Part of the consolidation of the civilian space effort also went into developing the critical communications infrastructure that would be needed to maintain contact and control of future space probes. For the early Explorer missions, the Army’s Jet Propulsion Laboratory (JPL) at the California Institute of Technology (Caltech) had deployed portable radio tracking stations in California, Singapore, and Nigeria to maintain constant communication with the missions as they circled the globe. When control of JPL was transferred to NASA in late 1958, and JPL was assigned the leading role in coordinating an ambitious program of future robotic space missions, it became clear that a more permanent communications solution would be needed.
The solution was to establish the Deep Space Network (DSN), a set of small, medium, and large radio telescopes spaced roughly equally around the world so that they could remain in constant contact with NASA’s space missions. DSN stations were established in Goldstone, California; near Madrid, Spain; and in Canberra, Australia, and each was outfitted with one large (230 feet [70 meters]) and several smaller (112 feet [34 meters]) radio telescopes and their transmitters and other equipment.

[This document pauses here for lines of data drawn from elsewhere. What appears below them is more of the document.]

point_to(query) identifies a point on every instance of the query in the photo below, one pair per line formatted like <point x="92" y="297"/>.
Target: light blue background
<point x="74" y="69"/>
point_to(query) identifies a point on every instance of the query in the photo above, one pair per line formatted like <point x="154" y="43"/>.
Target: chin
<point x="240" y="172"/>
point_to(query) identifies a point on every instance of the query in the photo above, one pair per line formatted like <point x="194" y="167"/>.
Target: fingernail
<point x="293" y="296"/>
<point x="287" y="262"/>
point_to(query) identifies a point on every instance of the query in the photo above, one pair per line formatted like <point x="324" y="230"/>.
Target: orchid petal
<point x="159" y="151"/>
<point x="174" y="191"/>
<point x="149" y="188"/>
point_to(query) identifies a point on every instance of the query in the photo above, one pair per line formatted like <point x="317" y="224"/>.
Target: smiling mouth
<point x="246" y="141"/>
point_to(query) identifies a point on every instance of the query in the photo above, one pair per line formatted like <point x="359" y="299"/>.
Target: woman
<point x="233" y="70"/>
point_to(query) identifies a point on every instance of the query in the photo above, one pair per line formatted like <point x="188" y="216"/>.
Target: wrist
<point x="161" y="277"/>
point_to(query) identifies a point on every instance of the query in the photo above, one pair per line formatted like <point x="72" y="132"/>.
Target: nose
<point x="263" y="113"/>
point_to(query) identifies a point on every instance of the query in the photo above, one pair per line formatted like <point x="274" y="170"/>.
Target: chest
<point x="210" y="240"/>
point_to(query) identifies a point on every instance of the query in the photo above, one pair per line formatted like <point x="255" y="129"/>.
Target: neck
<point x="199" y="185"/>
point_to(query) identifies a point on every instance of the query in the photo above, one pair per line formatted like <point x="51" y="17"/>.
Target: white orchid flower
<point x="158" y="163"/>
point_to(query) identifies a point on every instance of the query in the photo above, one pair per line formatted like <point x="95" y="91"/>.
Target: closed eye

The DSN is the Earth’s switchboard, the solar system’s hub of interplanetary radio communications. Twenty-four hours a day, seven days a week, the stations and their dedicated and tireless staff collect data from, command, and sometimes even rescue civilian spacecraft that are part of what is today an incredible armada of more than 60 (soon increasing to more than 90) active Earth and planetary missions being run by NASA and other international space agencies.